Upon returning home, Harbin’s initial goal was to pursue a career in law enforcement, as his father had done following World War II.  The elder Harbin , who retired from the Flint police force in 1972 as a Detective Lieutenant, passed away in May, 2010 and is interred at the Great Lakes National Cemetery in Holly, Michigan as befits a veteran who served honorably both in Europe and the Pacific.  His son’s grief over his death at 84 is, perhaps, equaled by his pride.

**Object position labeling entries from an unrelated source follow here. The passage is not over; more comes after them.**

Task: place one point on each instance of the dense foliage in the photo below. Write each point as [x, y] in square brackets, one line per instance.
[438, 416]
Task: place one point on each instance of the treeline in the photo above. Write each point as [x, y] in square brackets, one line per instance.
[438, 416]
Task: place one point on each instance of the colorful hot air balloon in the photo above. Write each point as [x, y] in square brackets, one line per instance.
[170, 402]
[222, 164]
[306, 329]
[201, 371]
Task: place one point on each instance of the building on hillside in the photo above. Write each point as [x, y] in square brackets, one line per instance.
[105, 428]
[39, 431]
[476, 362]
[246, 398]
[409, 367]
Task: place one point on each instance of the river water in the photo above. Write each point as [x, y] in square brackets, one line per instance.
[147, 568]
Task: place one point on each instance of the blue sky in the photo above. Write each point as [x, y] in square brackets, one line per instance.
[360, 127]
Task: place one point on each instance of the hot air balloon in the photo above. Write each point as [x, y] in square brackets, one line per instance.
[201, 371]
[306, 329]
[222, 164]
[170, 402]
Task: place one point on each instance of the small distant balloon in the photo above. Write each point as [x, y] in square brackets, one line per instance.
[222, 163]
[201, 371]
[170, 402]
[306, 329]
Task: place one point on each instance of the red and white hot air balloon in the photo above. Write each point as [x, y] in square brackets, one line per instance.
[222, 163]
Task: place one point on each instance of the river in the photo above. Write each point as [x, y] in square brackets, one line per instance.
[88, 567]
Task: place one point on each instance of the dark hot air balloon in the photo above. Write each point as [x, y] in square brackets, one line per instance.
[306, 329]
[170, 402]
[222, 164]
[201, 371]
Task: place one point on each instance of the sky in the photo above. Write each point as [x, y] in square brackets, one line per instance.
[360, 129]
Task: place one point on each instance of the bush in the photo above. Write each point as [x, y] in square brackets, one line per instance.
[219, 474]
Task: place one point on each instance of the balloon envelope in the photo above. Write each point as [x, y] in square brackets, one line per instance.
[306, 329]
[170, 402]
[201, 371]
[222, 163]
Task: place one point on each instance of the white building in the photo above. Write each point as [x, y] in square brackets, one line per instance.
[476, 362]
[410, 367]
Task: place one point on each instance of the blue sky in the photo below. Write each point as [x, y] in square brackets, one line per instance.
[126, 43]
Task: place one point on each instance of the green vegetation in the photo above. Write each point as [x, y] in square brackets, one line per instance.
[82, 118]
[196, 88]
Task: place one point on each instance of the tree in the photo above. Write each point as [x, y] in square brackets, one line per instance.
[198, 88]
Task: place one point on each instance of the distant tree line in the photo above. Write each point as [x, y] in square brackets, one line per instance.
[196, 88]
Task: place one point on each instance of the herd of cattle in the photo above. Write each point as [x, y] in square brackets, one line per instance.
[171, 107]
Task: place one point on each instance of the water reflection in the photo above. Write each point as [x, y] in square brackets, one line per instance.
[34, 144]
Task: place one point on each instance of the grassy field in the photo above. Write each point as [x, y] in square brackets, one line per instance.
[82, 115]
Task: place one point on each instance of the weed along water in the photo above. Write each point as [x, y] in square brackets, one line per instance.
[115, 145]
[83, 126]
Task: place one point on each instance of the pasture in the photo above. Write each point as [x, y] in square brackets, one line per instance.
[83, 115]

Finding that he did not have the educational credentials to become a police officer, Bruce Harbin chose instead to pursue his goal of exciting work while giving back to the community by joining the Flint fire department.  It proved to be a fortuitous decision, since he remained with the department for twenty-three years, retiring as Captain in the 1990’s.  He proved as valiant as a fire fighter as had been as a soldier; during his tenure with the department, he was highly decorated, receiving awards was for his heroic life saving rescue attempts, for outstanding aggressive performance in containing a free burning fire involving a multiple unit apartment complex and for displaying great leadership and judgment in the prevention of further human suffering and total property loss at a fire situation of
great magnitude.

At the age of 47, Harbin was diagnosed with cancer directly related to his exposure to Agent Orange, the insidious defoliant used to clear jungle.  Remarkably, he is not in the least bitter, understanding that the long-term effects of the herbicide were not known.  He says, “Remember that Admiral Zumwalt’s son was a swift-boat commander under his father’s command.  The son wound up with Agent Orange related cancer and died from it.  I don’t think he would have knowingly exposed his son—or the men who served under him—to this danger had he known about it.”

Two years before his death in 1988, the younger Zumwalt said, Zumwalt's son said in 1986 that "'I am a lawyer and I don't think I could prove in court, by the weight of the existing scientific evidence, that Agent Orange is the cause of all the medical problems - nervous disorders, cancer and skin problems - reported by Vietnam veterans, or of their children's severe birth defects. But I am convinced that it is."

Harbin’s persistent optimism may play into the wonderful news that today, his cancer appears to be in remission.  “Fifteen years after the diagnosis?” he says.  “I’m blessed to be where I’m at.”

And as a nation, we are grateful for his sacrifices in uniform—both military and as a fire fighter—are blessed as well.